Поудобнее улёгся в окопчике, послушал тишину, в которой не было ничего недоброго, подумал: "Это пока ничего нет недоброго, пока! А через два дня тут небо сплюснется с землёй, камни будут жариться, как яичница на сковородке, – вздохнул тяжело. – И когда же эта чёртова война кончится?" Отзываясь на вздох хозяина, также тяжело, протяжно и понимающе вздохнул Луноход. Игорь Калачёв прижал пса к себе – Луноход, словно бы того ожидая, притиснулся к нему покрепче. Вдвоём теплее.
Вспомнилось, что в общежитии училища, которое находилось в их селе, девчонки холодными зимними ночами обкладывались, извините, кошками – кошек в общежитии было видимо-невидимо, самых разных, – с этими ласковыми пушистыми колобками им спалось много теплее.
Черна ночь, опасна. Вначале полая была, тихая, никаких звуков, а потом словно бы плоть обрела и с плотью потеряла немоту; лежит Игорь с автоматом, вслушивается в ночь, иногда ощупывает её особым биноклем, в котором чернота разреживается, делается сетчатой, серой – бинокль этот специально для ночного видения предназначен, – старается Игорь зацепить что-нибудь, засечь ползущего человека, верблюда, идущего по низине с тюками на спине, но нет, неподвижна земля. Часы дежурства изматывают, в голове начинает что-то попискивать, поскрипывать, словно там завелась некая голосистая птичка, и чем дальше – тем больше звуков, начинает шуметь лес, монотонно крапать дождь; внутренние звуки расслабляют, убаюкивают человека. Игорь ещё раз обшарил пространство биноклем, отметил, что пустота ночи однообразна, пожалел о том, что внутренние звуки заглушают звуки земли, царапанье и шорохи змей, ящериц, мышей, тявканье лис, хотел что-то сделать с собой, взбодриться, но вместо этого, убаюканный, пригретый тёплым телом Лунохода, положил голову на автомат и отключился.

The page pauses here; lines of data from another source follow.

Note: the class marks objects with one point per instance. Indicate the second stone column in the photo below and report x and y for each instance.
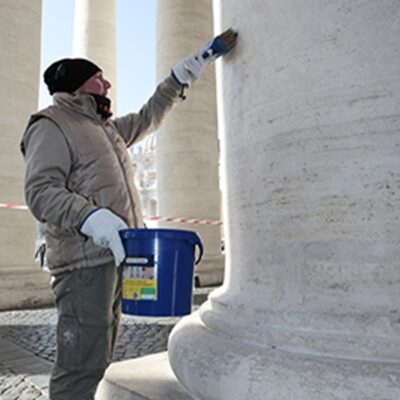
(187, 144)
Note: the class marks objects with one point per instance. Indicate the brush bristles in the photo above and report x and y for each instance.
(228, 38)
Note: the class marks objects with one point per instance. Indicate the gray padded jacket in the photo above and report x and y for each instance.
(77, 162)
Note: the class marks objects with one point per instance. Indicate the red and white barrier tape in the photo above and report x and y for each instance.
(154, 218)
(13, 206)
(184, 220)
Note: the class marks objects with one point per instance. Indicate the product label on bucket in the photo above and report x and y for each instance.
(139, 279)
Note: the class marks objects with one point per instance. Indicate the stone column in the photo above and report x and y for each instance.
(187, 143)
(310, 308)
(21, 282)
(95, 37)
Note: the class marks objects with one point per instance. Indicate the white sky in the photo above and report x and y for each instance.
(135, 47)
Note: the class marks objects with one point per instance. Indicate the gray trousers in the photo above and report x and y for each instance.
(89, 307)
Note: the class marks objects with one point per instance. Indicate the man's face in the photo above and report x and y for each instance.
(97, 84)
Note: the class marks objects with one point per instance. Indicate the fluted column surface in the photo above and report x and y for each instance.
(187, 143)
(310, 307)
(95, 37)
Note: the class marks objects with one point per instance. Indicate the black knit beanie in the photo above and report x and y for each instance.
(69, 74)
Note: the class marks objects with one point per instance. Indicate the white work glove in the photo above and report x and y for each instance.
(190, 68)
(103, 227)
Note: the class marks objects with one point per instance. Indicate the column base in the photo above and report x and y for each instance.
(216, 366)
(145, 378)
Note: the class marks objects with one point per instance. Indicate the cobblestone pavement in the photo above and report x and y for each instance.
(34, 332)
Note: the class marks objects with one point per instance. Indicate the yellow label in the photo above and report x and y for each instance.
(139, 289)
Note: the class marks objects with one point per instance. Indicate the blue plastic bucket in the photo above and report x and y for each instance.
(158, 271)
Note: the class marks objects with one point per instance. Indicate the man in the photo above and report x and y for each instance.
(79, 183)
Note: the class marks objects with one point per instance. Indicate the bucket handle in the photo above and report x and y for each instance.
(197, 242)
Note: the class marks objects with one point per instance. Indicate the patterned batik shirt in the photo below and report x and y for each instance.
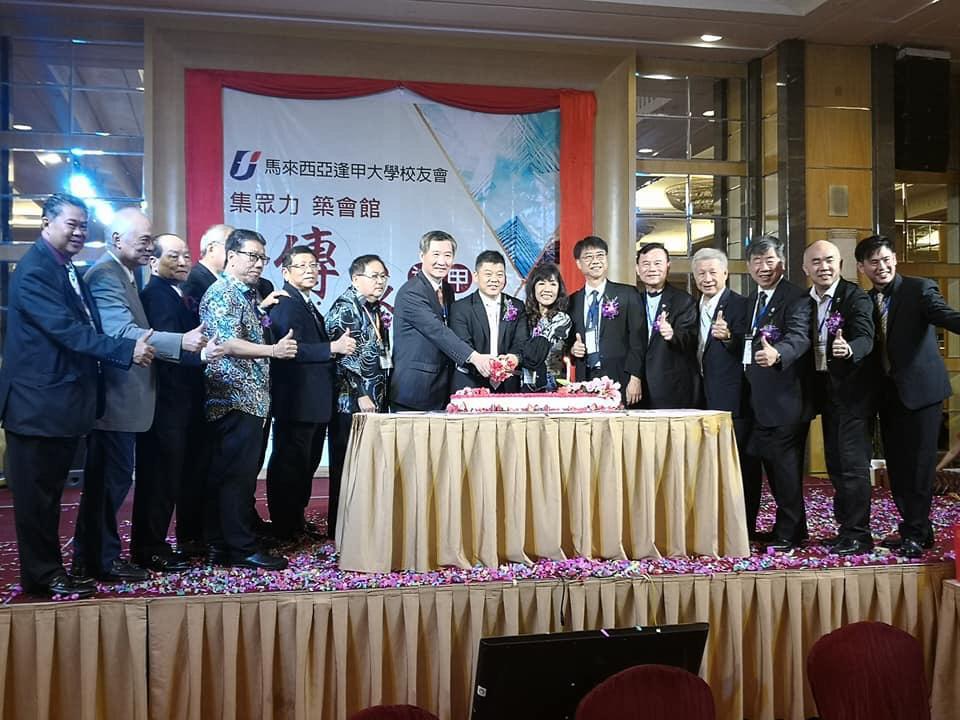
(361, 373)
(229, 310)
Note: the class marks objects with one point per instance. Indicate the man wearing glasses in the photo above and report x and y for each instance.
(303, 397)
(237, 401)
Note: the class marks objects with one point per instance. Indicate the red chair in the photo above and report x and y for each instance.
(394, 712)
(649, 692)
(868, 671)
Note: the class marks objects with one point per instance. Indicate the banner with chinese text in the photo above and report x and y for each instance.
(371, 174)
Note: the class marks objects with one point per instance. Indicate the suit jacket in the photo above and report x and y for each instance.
(424, 348)
(781, 395)
(621, 337)
(671, 377)
(51, 380)
(917, 369)
(301, 388)
(468, 319)
(179, 385)
(722, 363)
(853, 379)
(130, 395)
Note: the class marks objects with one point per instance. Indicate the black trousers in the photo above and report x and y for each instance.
(910, 446)
(231, 482)
(847, 442)
(37, 469)
(781, 450)
(297, 450)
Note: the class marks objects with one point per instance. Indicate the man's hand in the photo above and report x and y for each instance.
(841, 348)
(480, 362)
(195, 340)
(143, 351)
(767, 355)
(578, 349)
(344, 345)
(666, 329)
(272, 299)
(286, 347)
(720, 330)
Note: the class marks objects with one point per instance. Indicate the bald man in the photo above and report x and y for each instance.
(114, 281)
(844, 384)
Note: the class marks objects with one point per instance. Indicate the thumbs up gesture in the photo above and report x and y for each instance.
(767, 355)
(664, 326)
(195, 340)
(286, 347)
(578, 349)
(720, 330)
(344, 345)
(841, 348)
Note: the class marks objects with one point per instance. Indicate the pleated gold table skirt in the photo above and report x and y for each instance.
(422, 491)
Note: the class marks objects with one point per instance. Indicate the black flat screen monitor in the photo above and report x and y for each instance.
(544, 677)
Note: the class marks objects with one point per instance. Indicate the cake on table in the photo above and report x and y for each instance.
(598, 395)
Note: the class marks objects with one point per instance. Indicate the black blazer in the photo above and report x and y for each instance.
(302, 389)
(852, 379)
(671, 377)
(621, 337)
(51, 384)
(424, 348)
(722, 363)
(468, 319)
(782, 394)
(916, 307)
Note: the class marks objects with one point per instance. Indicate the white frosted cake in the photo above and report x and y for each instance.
(599, 395)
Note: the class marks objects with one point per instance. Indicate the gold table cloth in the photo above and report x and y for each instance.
(426, 490)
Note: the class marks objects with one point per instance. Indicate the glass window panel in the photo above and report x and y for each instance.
(662, 97)
(43, 108)
(108, 111)
(114, 66)
(41, 61)
(662, 138)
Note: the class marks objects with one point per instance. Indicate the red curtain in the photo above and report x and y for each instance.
(204, 135)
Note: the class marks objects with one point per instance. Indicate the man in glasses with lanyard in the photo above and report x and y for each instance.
(843, 391)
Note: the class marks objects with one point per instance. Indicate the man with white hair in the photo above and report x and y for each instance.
(114, 282)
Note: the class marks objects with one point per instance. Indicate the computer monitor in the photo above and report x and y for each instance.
(546, 676)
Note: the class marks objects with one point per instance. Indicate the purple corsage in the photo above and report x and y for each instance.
(609, 309)
(834, 322)
(770, 333)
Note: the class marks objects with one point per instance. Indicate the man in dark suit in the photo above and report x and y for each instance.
(51, 388)
(607, 323)
(302, 390)
(844, 385)
(913, 384)
(424, 348)
(170, 454)
(724, 315)
(778, 367)
(670, 375)
(489, 320)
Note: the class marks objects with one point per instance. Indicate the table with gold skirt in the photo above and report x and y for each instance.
(426, 490)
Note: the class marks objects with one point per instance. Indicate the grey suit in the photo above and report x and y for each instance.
(129, 409)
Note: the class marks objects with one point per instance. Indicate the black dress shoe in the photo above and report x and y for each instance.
(123, 571)
(851, 546)
(910, 548)
(258, 561)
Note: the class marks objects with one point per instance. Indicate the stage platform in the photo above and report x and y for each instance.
(316, 642)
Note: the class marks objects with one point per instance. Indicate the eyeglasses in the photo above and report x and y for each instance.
(254, 256)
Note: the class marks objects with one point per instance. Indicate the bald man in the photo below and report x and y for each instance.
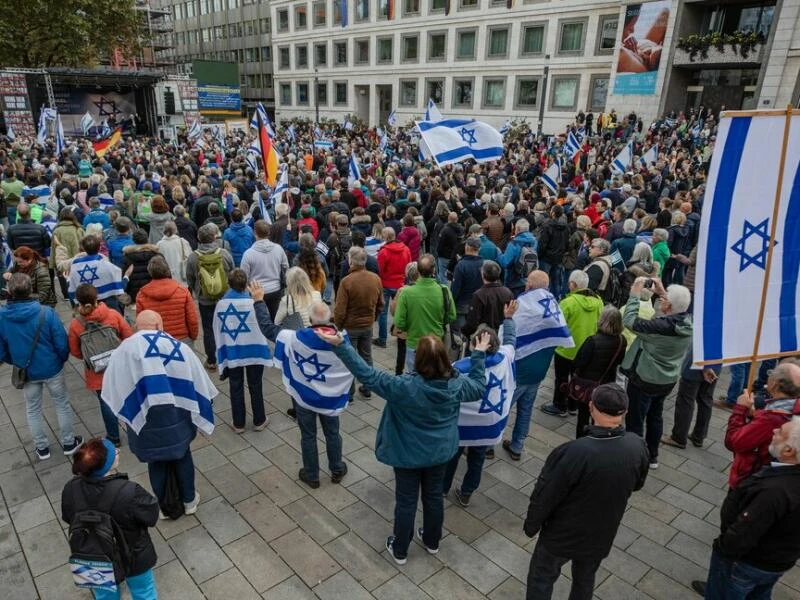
(750, 429)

Что он видел в этой короткой одури, которую и сном-то нельзя назвать? Ничего. Был провал – длинный-длинный, наполненный какими-то неясными, высветленными изнутри тенями, тени двигались, сопровождали долгий полёт Игоря; в сторону, словно бы выбитые прикосновением ножевого лезвия к наждаку, летели искры, роились, горели печально, гасли.

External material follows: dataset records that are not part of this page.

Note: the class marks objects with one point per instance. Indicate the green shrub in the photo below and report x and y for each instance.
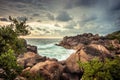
(11, 46)
(114, 35)
(97, 70)
(9, 64)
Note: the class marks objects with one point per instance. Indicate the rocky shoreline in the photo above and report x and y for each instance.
(88, 46)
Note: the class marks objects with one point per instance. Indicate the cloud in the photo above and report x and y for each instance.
(63, 16)
(22, 18)
(3, 19)
(87, 19)
(57, 25)
(80, 3)
(35, 15)
(50, 16)
(71, 25)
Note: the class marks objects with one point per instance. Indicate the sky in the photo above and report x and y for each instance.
(58, 18)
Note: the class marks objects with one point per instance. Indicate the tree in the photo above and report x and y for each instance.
(97, 70)
(20, 27)
(9, 64)
(10, 46)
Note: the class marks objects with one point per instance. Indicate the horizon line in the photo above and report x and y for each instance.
(40, 37)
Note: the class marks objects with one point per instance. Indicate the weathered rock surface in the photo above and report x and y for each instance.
(51, 70)
(76, 42)
(88, 46)
(31, 48)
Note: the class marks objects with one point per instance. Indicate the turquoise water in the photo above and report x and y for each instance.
(47, 47)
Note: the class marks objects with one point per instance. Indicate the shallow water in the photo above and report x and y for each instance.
(47, 47)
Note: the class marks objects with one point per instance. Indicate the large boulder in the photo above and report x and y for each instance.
(49, 70)
(29, 59)
(85, 54)
(31, 48)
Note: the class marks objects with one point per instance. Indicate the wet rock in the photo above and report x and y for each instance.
(31, 48)
(50, 70)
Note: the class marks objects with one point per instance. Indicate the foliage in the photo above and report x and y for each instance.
(114, 35)
(97, 70)
(9, 64)
(31, 77)
(20, 27)
(10, 46)
(9, 36)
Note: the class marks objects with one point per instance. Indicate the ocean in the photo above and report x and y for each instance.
(47, 47)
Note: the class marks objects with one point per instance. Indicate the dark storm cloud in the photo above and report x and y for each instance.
(86, 20)
(22, 18)
(35, 15)
(63, 16)
(57, 25)
(79, 3)
(50, 16)
(3, 19)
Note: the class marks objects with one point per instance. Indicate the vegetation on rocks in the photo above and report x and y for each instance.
(114, 35)
(97, 70)
(10, 47)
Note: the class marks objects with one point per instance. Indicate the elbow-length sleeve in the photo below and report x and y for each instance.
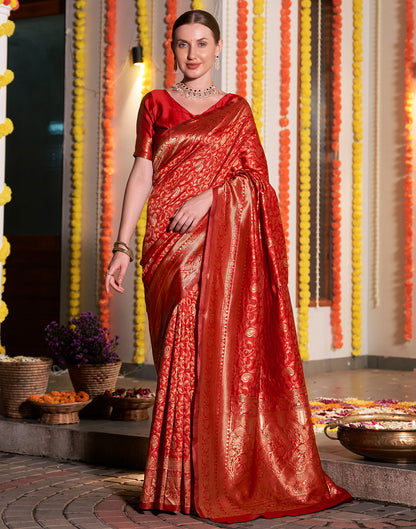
(145, 129)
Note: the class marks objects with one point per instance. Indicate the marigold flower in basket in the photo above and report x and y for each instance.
(61, 397)
(83, 340)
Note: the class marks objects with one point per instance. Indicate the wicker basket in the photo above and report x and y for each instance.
(62, 413)
(129, 408)
(19, 380)
(95, 379)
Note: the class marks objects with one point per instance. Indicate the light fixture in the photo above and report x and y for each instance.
(137, 55)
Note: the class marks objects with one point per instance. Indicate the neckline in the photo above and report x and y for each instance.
(190, 113)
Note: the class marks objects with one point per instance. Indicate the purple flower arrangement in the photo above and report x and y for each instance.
(83, 340)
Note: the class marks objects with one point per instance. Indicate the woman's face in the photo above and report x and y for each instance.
(195, 49)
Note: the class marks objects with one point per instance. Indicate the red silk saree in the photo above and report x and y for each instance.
(231, 436)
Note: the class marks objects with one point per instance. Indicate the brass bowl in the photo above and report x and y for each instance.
(395, 446)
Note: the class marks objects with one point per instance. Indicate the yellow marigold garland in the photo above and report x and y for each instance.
(304, 172)
(408, 177)
(7, 28)
(5, 195)
(284, 134)
(13, 4)
(140, 303)
(6, 128)
(78, 104)
(258, 63)
(6, 78)
(357, 176)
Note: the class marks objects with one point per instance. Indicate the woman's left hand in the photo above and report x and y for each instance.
(191, 212)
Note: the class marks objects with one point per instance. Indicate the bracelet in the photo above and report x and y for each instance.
(122, 247)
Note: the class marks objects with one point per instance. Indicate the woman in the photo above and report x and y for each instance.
(231, 434)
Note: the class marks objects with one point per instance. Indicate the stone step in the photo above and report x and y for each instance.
(124, 444)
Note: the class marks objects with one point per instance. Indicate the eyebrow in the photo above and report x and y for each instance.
(183, 40)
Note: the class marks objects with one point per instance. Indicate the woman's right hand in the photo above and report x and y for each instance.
(116, 272)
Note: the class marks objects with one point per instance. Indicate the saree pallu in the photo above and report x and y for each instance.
(232, 437)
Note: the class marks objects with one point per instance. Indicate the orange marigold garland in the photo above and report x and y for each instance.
(242, 47)
(169, 57)
(336, 323)
(304, 177)
(108, 158)
(140, 304)
(284, 134)
(408, 178)
(78, 124)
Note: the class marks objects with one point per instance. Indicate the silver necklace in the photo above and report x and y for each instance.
(199, 93)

Прошло немного времени, минут семь-восемь, и Луноход забеспокоился, привстал в маленьком каменном окопчике, поглядел на хозяина, потом ткнулся носом в темноту и с шипением ощерил зубы, шерсть у пса вздыбилась на загривке – что-то он видел в ночи… Лапой Луноход потрогал хозяина, надеясь, что тот очнётся, поскрёб по рукаву старой, выжаренной до бумажной тонины десантной куртки, но был тяжел и длинен полёт Игоря по тёмному провалу; он был словно бы мёртв, этот человек, продолжал лежать, пристроив голову на автомате. Луноход опять ощерил пасть, высунулся из окопа, ловя ноздрями чужой запах, засекая острым взором движение совсем недалеко от окопчика.
К окопчику ползли четверо. В чалмах, в куртках из плотной ткани, с жёсткими лицами, наученные всё делать бесшумно, вооружённые ножами и автоматами. Перед проходом группы, появившейся раньше, чем её ожидали, эти люди должны были снять колпак, к которому аллах неожиданно оказался милостив, и то обстоятельство, что аллах был милостив к кафирам – неверным, несколько озадачивало душманов.

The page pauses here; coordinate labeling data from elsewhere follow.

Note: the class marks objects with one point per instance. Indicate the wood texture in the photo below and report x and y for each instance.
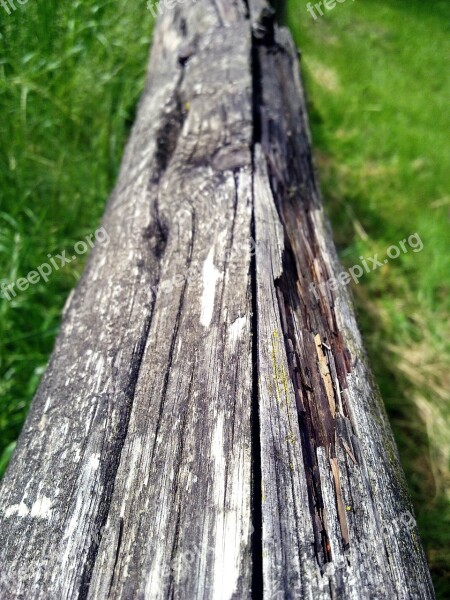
(207, 427)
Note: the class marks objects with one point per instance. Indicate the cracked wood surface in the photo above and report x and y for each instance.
(207, 426)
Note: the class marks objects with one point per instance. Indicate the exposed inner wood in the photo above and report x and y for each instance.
(208, 426)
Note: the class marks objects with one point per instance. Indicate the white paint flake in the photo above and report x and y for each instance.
(21, 510)
(42, 508)
(210, 277)
(236, 328)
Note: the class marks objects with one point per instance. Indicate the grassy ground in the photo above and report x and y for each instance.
(378, 99)
(70, 76)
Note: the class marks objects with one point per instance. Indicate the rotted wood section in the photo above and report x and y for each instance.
(208, 426)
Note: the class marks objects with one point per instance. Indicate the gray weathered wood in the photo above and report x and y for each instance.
(207, 426)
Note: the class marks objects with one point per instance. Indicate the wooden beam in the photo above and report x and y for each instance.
(208, 426)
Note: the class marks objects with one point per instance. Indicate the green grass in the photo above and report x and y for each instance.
(70, 76)
(378, 95)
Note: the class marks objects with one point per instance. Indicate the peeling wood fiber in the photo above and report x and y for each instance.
(207, 427)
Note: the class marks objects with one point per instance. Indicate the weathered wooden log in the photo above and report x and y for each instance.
(208, 426)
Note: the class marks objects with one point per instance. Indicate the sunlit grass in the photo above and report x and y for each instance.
(378, 95)
(70, 76)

Пёс вновь с шипением оскалил зубы, поскрёб лапой по плечу Игоря Калачёва, тот не шевельнулся, не издал ни одного звука – ну хоть бы промычал что-нибудь в ответ, знак подал, застонал либо проворчал, живой ведь всё-таки человек. Луноход высунулся из окопа, растерянно забрался назад, опять оскалился – душманы были уже недалеко. У Лунохода на глазах даже слёзы появились – пёс понимал, что происходит, точнее, понимал, что может произойти, заранее страшился этого, корябал лапой по плечу человека, тыкался в него носом, страдал. Тиха была ночь – ползущие люди не издавали ни единого звука. Было слышно, как гоняется за мышами лисёнок, как шуршат в сухой траве, позванивают окостеневшими былками две влюбленные гадюки, как ворочается в своей норе суслик. Вот над норой со свистом промахнула большая ночная птица, и испуганный суслик мгновенно затих, через секунду встрепенулся, зашуршал вновь… А под ползущими людьми даже трава не шуршала, они были словно бы бестелесны.